Se appare condivisibile il fatto che senza vedere dei concreti segni di maturazione sia impossibile concedere benefici, lo è meno la giustificazione che l’eccesso di tali richieste, considerando i tempi di attesa ed il numero dei rigetti, comprometta o rallenti le decisioni per chi ha dato ampia e sofferta prova di aver compiuto tale percorso.

Chi scrive ha subito, dopo mesi di attesa, il rigetto ad una domanda di permesso premio nonostante un comportamento carcerario ineccepibile, una profonda revisione di tutta la propria vicenda, il parere positivo della Direzione della Dozza e un percorso riabilitativo che era cominciato in piena libertà fisica e morale, quando avevo deciso di rischiare la mia vita per soccorrere in mare quella degli altri. La risposta della dott.ssa Venturini in merito a rigetti che appaiono inspiegabili, è stata quella di ricordarci che la difesa dei diritti dei detenuti include la protezione da potenziali rischi dovuti ad una troppa anticipata libertà, concessa appena il processo di revisione critica viene evidenziato anche dalla relazione, effettuata dall’equipe dell’area giuridico pedagogica del carcere, in favore di un percorso extramurario. La Presidente è apparsa favorevole ad un diretto rapporto fra persone ristrette e magistrati, ricordando a tutti, incluso i detenuti, che bisogna lavorare intelligentemente e intensamente per elaborare misure alternative al carcere.

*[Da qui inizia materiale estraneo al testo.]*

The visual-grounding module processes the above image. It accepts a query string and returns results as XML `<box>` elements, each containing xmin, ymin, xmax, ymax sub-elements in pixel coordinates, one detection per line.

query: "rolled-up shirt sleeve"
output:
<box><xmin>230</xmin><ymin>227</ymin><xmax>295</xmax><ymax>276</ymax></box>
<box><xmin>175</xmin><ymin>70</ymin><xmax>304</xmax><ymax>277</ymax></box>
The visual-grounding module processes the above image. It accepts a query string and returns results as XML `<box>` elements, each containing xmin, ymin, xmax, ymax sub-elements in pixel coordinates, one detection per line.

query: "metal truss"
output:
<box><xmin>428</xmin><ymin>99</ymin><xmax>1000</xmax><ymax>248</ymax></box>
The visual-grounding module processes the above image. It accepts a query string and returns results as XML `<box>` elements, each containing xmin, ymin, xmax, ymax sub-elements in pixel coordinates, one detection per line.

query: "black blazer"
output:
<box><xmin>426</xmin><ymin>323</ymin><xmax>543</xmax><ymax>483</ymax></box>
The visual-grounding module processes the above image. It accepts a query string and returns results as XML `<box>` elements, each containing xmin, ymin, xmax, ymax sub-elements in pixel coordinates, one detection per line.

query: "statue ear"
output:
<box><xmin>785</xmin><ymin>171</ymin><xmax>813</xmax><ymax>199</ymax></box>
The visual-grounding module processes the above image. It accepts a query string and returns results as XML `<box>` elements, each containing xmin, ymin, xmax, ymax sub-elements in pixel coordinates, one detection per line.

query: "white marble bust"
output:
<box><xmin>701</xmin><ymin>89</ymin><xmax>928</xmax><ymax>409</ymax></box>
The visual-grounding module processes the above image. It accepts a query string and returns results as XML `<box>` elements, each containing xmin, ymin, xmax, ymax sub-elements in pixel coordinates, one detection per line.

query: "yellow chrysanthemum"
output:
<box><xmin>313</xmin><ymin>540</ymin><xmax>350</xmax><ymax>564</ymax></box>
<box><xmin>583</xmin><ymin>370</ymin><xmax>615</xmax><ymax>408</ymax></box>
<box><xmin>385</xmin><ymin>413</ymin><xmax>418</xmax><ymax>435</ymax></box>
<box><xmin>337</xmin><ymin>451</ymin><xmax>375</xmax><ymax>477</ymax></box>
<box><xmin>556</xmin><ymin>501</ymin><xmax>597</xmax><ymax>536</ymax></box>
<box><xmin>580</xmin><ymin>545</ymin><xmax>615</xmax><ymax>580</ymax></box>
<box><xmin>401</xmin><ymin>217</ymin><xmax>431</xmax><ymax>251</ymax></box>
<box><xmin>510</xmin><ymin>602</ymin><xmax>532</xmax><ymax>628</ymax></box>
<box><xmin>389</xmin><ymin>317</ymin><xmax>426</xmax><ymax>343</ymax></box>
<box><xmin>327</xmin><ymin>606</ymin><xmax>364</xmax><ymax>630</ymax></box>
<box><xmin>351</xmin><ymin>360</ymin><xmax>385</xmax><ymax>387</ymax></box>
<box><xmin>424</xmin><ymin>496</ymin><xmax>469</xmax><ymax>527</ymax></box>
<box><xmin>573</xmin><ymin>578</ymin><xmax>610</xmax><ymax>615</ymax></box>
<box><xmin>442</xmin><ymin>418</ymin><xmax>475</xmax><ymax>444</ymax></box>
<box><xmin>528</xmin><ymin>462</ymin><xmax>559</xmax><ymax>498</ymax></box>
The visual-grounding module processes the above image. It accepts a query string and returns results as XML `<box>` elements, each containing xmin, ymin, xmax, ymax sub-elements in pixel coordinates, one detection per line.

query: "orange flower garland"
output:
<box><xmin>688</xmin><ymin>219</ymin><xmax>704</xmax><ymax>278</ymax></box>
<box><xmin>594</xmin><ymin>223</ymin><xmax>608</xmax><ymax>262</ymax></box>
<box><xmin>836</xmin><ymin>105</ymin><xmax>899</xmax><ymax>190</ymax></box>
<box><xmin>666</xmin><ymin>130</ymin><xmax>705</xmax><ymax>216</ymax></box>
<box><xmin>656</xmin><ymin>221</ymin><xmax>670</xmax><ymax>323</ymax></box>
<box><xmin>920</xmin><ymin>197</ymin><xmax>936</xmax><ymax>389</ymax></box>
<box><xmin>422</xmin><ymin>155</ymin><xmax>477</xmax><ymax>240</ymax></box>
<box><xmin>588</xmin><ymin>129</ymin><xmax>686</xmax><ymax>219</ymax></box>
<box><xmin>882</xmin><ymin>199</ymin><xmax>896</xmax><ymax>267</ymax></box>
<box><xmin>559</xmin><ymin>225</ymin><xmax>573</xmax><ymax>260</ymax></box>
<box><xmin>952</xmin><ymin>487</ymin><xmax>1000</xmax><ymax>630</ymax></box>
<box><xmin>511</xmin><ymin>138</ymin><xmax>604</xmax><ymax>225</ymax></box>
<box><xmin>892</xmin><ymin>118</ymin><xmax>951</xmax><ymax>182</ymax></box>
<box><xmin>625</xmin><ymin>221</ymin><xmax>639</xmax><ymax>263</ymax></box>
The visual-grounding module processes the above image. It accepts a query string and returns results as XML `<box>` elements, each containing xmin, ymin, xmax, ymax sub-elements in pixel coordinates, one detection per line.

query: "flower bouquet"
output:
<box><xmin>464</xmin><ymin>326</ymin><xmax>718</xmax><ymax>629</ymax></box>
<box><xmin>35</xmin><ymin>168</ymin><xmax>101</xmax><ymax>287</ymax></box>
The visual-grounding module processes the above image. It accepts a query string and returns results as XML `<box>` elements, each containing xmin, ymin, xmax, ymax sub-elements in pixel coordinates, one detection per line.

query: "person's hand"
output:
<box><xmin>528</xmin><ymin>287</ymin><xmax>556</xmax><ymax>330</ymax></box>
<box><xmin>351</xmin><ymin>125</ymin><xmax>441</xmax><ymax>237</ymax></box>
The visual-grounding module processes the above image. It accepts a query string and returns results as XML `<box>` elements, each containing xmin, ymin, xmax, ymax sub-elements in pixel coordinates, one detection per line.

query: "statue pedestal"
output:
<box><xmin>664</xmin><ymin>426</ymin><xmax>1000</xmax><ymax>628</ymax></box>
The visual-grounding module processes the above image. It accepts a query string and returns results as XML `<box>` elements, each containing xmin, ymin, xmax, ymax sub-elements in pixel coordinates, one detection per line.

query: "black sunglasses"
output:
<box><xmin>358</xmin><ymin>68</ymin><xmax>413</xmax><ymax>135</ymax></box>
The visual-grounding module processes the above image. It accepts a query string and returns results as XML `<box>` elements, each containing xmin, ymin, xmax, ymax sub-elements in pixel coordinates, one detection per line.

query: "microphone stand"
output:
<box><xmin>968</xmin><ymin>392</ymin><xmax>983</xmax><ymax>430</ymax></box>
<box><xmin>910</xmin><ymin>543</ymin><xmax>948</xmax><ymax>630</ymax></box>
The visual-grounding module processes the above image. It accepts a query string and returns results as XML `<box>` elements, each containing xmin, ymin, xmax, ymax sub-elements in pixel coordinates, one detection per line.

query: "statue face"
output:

Anche in merito al tema dell’affettività, molto sentito da chi vive in carcere, la dr.ssa Venturini risposto con franchezza che la situazione è in stallo, nonostante la sentenza della Corte costituzionale abbia affermato il diritto delle persone recluse a coltivare affetti ed intimità con i propri cari. In realtà nessuno prende l’iniziativa, né il Ministero né, tantomeno, le Direzioni degli istituti cui competerebbe l’individuazione di soluzioni adeguate. La Presidente ha suggerito, al momento, di presentare istanza alla Direzione e avverso un eventuale rigetto, reclamo ex art. 35-bis ord. penit. al Magistrato di sorveglianza.

In conclusione credo che i punti di vista espressi durante questa bella occasione di sensibilizzazione reciproca offerta dalla cordiale visita della dott.ssa Venturini, possano convergere ricordando ai Magistrati di sorveglianza l’asserzione, espressa dalla Cassazione, che l’ottica del giudice di sorveglianza non deve guardare al fatto commesso ma all’uomo che si ha davanti; e ai ristretti in attesa di un beneficio che quell’uomo, deve aver dimostrato con fatti concreti di essere divenuto tale.